Time Period3 Months [change]
DirectionMoves Together 
StrengthStrong
Accuracy99.73%
ValuesDaily Returns

ProShares Ultra Consumer  vs.  IQ Hedge Multi Strategy

 Performance 
       Timeline  
ProShares Ultra Consumer 

Risk-Adjusted Performance

20 of 100

 
Weak
 
Strong
Solid
Compared to the overall equity markets, risk-adjusted returns on investments in ProShares Ultra Consumer are ranked lower than 20 (%) of all global equities and portfolios over the last 90 days. In spite of rather fragile fundamental indicators, ProShares Ultra exhibited solid returns over the last few months and may actually be approaching a breakup point.
IQ Hedge Multi 

Risk-Adjusted Performance

17 of 100

 
Weak
 
Strong
Solid
Compared to the overall equity markets, risk-adjusted returns on investments in IQ Hedge Multi Strategy are ranked lower than 17 (%) of all global equities and portfolios over the last 90 days. Despite fairly strong basic indicators, IQ Hedge is not utilizing all of its potentials. The latest stock price confusion, may contribute to short-horizon losses for the traders.
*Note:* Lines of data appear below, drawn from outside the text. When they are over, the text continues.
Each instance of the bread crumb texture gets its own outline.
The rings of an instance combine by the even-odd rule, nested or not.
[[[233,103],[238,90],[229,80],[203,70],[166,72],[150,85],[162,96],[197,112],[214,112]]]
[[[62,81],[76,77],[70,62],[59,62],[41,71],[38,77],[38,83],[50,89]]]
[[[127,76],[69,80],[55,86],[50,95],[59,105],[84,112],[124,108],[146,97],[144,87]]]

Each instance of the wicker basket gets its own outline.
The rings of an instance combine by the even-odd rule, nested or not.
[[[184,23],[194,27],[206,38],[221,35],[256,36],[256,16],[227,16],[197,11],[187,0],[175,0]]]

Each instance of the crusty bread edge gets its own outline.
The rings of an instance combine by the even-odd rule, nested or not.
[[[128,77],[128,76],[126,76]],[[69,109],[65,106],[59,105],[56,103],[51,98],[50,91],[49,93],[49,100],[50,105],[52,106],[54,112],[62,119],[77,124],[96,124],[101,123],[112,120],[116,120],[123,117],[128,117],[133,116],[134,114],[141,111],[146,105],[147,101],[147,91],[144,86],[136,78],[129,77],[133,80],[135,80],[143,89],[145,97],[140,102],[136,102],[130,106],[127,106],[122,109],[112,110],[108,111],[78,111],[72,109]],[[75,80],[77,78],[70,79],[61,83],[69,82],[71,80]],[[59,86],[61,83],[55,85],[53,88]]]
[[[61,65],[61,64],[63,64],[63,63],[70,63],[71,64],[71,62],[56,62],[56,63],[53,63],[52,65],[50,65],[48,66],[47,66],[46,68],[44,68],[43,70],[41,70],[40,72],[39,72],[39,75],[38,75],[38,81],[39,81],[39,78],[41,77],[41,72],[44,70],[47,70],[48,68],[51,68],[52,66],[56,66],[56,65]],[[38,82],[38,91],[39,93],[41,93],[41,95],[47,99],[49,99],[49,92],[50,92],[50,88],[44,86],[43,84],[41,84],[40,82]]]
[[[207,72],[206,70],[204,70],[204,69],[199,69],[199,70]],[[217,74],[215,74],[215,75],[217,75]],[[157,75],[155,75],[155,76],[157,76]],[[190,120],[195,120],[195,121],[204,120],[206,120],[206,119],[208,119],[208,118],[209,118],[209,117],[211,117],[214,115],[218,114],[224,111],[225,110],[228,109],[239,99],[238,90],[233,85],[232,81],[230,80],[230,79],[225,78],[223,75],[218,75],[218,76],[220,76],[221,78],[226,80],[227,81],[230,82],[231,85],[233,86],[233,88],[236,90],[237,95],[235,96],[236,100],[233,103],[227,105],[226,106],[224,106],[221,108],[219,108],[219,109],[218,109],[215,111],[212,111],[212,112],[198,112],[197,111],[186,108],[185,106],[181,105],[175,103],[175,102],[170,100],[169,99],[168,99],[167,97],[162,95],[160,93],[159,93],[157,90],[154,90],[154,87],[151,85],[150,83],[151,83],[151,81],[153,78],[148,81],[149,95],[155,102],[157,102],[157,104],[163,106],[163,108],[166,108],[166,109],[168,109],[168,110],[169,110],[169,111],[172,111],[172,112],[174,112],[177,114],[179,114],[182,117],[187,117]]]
ProShares Ultra and IQ Hedge Volatility Contrast

   Predicted Return Density   
       Returns  

Pair Trading with ProShares Ultra and IQ Hedge

The main advantage of trading using opposite ProShares Ultra and IQ Hedge positions is that it hedges away some unsystematic risk. Because of two separate transactions, even if ProShares Ultra position performs unexpectedly, IQ Hedge can make up some of the losses. Pair trading also minimizes risk from directional movements in the market. For example, if an entire industry or sector drops because of unexpected headlines, the short position in IQ Hedge will offset losses from the drop in IQ Hedge's long position.
The idea behind ProShares Ultra Consumer and IQ Hedge Multi Strategy pairs trading is to make the combined position market-neutral, meaning the overall market's direction will not affect its win or loss (or potential downside or upside). This can be achieved by designing a pairs trade with two highly correlated stocks or equities that operate in a similar space or sector, making it possible to obtain profits through simple and relatively low-risk investment.
Check out your portfolio center.
Note that this page's information should be used as a complementary analysis to find the right mix of equity instruments to add to your existing portfolios or create a brand new portfolio. You can also try the Price Transformation module to use Price Transformation models to analyze the depth of different equity instruments across global markets.